The incentive-based strategies of the program will focus not on developing new social services, but on increasing participation in certain exciting programs and taking actions that have already been proven to reduce poverty among children and families now and in the long run.
Another set of early investments will focus increasing the financial capacity of lower-income households. A first-of-its-kind Office of Financial Empowerment is being formed to ensure that families have access to information that can maximize their financial health and minimize the likelihood that they will be subject to predatory schemes. This will include coordinated information campaigns to publicize the availability of tax credits and public benefits which can families get and save financial resources. The idea is to provide and coordinate access to asset building activities, such as basic bank accounts, financial literacy help, and matched savings account programs.

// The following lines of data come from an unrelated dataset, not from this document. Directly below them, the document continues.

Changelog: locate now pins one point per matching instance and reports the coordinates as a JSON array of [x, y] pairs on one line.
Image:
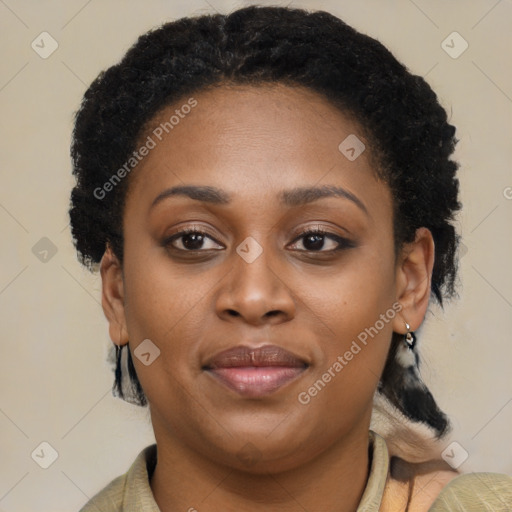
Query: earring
[[409, 338]]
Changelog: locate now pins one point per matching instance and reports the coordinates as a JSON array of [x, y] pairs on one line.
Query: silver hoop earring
[[409, 338]]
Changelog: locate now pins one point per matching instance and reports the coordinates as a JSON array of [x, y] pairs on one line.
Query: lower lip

An additional plank of the effort is designed to help families with young child enter and stay in the work force. Recognizing that child care costs often impede labor force attachment, the Mayor has taken up an earlier proposal of his Democrat-led City Council to create a local child care tax credit that could help offset these costs and make work pay. The proposed credit, still pending before the council and state legislature, would target families with children three years old and young which have household incomes less than $30,000. It is estimated that this proposal would cost the city $42 million a year and benefit almost 50,000 families.

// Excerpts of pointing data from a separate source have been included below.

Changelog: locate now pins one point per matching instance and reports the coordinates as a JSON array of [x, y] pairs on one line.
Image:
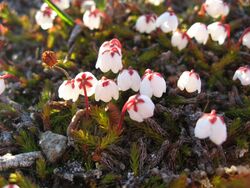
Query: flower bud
[[152, 84], [146, 23], [45, 17], [212, 126], [243, 74], [199, 32], [190, 81], [140, 107], [129, 78], [49, 58], [219, 32], [106, 89], [168, 22], [179, 40]]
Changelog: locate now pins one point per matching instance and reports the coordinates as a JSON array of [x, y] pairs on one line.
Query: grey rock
[[53, 145]]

This initial round of investments is ambitious in both its scale and breadth—a testament to a driven, second-term mayor committed to forging new ground in some difficult terrain. And yet, Mayor Bloomberg is not alone in his decision to focus on combating poverty or in his search for new, effective ways to confront it. Across the country, mayors are increasingly turning their attention to these issues. Los Angeles Mayor Antonio Villaraigosa recently convened a task force of mayors to develop a forward-thinking anti-poverty action plan. The mayors acknowledged that reductions in poverty are unlikely to come from expanding subsidies and entitlement programs, but from revising the way we use public resources to create a lifelong ladder of learning and opportunity. Specifically, Villaraigosa has called for a revitalizing system of work skills and training, an expanded EITC to make work pay, and the provision of children’s savings accounts to provide a platform to build assets over a lifetime and learn the basics of financial education.
Like Bloomberg, these mayors recognize that there are no quick fixes. This current crop of politicians may be long gone before we realize what works, making these efforts all the more laudable. But they have launched a necessary first step, which is an active search for policy interventions that can work over the long term.
Reid Cramer is Co-Director of the Next Social Contract Initiative and Research Director of the Asset Building Program at the New America Foundation in Washington, D.C.